Medical professionals routinely take their patients’ medical histories when providing care. Now a grant-funded project at Akron Children’s Hospital is taking that idea a step further to encourage use of literature and personal stories to promote resiliency for patients and providers.
“Taking Our Histories: Providing Hope Through the Humanities” is a yearlong project that includes narrative medicine workshops for health care professionals at Akron Children’s, as well as patient families through the hospital’s Parent Advisory Council. A $20,000 grant from Ohio Humanities is helping to fund the project.
Akron Children’s narrative medicine coordinator Nicole Robinson, M.F.A., is heading up the effort with Cassandra Hirsh, D.O., an Akron Children’s palliative care physician.
The project also includes facilitator training to help increase awareness of narrative medicine throughout the state via a partnership with the Ohio Pediatric Palliative and End-of-Life Care Network.
Narrative medicine uses methods such as close reading of poetry and literature and reflective writing to help build narrative competence, which increases medical staffs’ ability to acknowledge and interpret the stories of their patients and patients’ families. By exploring the ways in which stories are told through literature, health care professionals are better able to identify, follow and hear their patients’ narratives and provide better care.
“Through our series of workshops and training, we will give voice to health care professionals during a time where their human experience, perhaps more than ever, carries a historical relevance,” Robinson said. “‘Taking Our Histories’ will allow us to include more of our medical staff in this process, as well as provide a way to bring this resource to more patients and families here and throughout Ohio.”
The project goals are to minimize the negative effects of compassion fatigue and moral distress in providers, to strengthen their resilience against these harmful outcomes and to engage and enlighten the public on ways in which the humanities can be of use for health care professionals.
Data will be collected throughout the project, and reflective writing completed as part of the workshops will be compiled for a collection of stories.
Providers like Dr.

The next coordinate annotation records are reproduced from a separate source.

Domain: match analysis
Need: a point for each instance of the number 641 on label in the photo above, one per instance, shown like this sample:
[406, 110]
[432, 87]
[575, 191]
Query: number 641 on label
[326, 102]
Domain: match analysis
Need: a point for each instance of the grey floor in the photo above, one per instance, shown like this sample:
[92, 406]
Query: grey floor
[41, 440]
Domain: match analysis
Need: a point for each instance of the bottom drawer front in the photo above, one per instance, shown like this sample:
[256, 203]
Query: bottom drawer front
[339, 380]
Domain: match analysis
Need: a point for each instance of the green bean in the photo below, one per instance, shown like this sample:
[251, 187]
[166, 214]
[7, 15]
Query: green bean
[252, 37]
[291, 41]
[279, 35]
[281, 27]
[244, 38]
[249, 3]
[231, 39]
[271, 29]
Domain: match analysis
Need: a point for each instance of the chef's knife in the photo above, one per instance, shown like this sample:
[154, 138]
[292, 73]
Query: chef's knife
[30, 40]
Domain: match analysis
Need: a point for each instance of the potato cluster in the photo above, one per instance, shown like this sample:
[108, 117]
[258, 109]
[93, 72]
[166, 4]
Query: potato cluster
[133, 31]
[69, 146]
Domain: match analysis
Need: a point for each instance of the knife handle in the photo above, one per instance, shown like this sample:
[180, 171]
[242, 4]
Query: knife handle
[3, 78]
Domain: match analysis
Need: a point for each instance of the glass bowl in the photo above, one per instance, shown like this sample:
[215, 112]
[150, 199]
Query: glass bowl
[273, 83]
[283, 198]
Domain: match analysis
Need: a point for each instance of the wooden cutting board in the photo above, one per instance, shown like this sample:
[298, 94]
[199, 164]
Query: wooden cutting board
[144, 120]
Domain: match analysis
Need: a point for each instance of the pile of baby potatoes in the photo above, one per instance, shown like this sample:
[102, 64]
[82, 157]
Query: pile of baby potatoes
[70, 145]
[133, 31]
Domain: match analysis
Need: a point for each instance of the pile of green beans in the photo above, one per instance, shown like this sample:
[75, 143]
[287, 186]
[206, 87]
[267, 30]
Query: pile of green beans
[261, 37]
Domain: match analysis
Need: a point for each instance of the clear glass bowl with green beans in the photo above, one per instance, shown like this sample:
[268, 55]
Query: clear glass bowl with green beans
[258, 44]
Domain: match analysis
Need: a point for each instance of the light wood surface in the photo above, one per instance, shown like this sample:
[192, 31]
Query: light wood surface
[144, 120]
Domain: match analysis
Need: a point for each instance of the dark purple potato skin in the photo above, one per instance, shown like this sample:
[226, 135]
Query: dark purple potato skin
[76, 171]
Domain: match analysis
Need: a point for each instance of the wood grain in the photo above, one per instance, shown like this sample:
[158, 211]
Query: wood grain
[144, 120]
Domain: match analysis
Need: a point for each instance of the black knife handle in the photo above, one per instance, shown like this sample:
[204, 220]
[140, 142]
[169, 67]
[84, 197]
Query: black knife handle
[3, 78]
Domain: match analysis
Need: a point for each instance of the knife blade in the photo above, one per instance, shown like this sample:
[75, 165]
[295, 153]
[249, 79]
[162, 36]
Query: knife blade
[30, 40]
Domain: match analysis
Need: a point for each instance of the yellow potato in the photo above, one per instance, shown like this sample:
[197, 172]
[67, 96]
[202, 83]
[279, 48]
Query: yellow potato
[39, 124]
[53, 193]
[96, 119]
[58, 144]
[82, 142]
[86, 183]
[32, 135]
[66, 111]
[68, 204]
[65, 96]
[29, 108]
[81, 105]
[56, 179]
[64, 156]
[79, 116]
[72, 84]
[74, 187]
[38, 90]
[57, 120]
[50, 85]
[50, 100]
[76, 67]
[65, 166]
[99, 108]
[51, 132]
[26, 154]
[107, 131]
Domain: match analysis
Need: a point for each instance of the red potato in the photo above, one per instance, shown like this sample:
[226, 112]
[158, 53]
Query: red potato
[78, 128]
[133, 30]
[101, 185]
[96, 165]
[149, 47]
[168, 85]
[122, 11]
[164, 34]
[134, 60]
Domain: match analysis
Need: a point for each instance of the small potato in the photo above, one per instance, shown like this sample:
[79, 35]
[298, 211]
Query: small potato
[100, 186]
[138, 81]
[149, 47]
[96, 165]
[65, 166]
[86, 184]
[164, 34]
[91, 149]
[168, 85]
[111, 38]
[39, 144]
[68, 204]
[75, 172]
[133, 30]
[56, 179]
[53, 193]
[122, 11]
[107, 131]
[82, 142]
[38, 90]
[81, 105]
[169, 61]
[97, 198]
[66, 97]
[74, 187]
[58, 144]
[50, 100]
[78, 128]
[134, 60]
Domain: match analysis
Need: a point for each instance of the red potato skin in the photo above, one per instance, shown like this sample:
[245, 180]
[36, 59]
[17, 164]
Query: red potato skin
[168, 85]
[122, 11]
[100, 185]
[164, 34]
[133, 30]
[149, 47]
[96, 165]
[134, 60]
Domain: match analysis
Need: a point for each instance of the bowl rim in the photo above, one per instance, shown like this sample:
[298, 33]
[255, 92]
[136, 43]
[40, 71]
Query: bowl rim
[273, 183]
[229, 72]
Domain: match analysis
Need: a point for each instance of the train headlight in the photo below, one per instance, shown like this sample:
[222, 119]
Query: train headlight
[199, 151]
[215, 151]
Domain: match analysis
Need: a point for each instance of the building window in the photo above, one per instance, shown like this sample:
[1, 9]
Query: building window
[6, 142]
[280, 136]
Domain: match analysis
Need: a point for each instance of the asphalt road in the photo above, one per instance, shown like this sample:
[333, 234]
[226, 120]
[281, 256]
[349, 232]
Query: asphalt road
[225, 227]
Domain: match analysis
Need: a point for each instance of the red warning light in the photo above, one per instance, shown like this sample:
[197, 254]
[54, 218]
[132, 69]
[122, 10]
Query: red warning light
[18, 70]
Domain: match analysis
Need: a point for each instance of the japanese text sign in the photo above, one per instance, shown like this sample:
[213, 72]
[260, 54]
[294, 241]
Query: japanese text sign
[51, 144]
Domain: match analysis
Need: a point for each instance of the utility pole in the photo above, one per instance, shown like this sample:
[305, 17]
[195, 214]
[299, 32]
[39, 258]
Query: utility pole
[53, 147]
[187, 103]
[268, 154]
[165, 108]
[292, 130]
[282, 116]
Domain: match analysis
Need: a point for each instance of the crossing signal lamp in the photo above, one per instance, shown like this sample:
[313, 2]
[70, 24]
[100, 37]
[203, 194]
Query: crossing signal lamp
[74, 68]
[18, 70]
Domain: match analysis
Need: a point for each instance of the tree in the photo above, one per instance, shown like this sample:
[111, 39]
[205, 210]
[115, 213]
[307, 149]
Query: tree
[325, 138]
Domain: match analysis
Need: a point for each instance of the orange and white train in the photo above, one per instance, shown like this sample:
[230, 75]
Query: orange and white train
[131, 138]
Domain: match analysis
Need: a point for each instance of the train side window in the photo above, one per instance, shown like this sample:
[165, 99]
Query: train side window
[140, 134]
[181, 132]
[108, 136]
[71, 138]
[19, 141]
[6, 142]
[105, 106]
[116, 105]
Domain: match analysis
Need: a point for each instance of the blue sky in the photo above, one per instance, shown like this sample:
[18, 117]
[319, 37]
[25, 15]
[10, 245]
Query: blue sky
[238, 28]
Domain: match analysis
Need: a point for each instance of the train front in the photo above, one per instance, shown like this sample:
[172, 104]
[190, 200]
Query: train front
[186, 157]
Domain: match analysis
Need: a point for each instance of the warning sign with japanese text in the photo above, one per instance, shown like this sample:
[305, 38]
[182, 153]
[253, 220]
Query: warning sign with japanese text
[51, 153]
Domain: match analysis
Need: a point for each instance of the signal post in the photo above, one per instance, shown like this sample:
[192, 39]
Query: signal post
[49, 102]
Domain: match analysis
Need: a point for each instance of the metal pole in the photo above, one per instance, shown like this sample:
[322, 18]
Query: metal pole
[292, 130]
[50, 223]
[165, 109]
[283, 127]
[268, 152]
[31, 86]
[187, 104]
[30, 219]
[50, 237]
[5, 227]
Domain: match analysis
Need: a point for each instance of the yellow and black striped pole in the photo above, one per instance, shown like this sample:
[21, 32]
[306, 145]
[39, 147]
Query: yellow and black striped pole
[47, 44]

Catherine Kelly-Langen, a pediatric palliative care physician, are already seeing benefits to participating.
“Being able to set aside designated time to process my emotions and express how our intimate, complex, profound work affects me is a true gift,” she said. “Having an outlet to express myself in a safe space is amazingly beneficial.”
Akron Children’s is believed to be the only pediatric hospital in the country with a full-time narrative medicine coordinator. Robinson is based in The Emily Cooper Welty Expressive Therapy Center, which provides holistic healing through the creative arts (imagery, storytelling, dance, music, drama, poetry and visual arts) to transform the hospital environment and create opportunities for expression, connection and self-identity.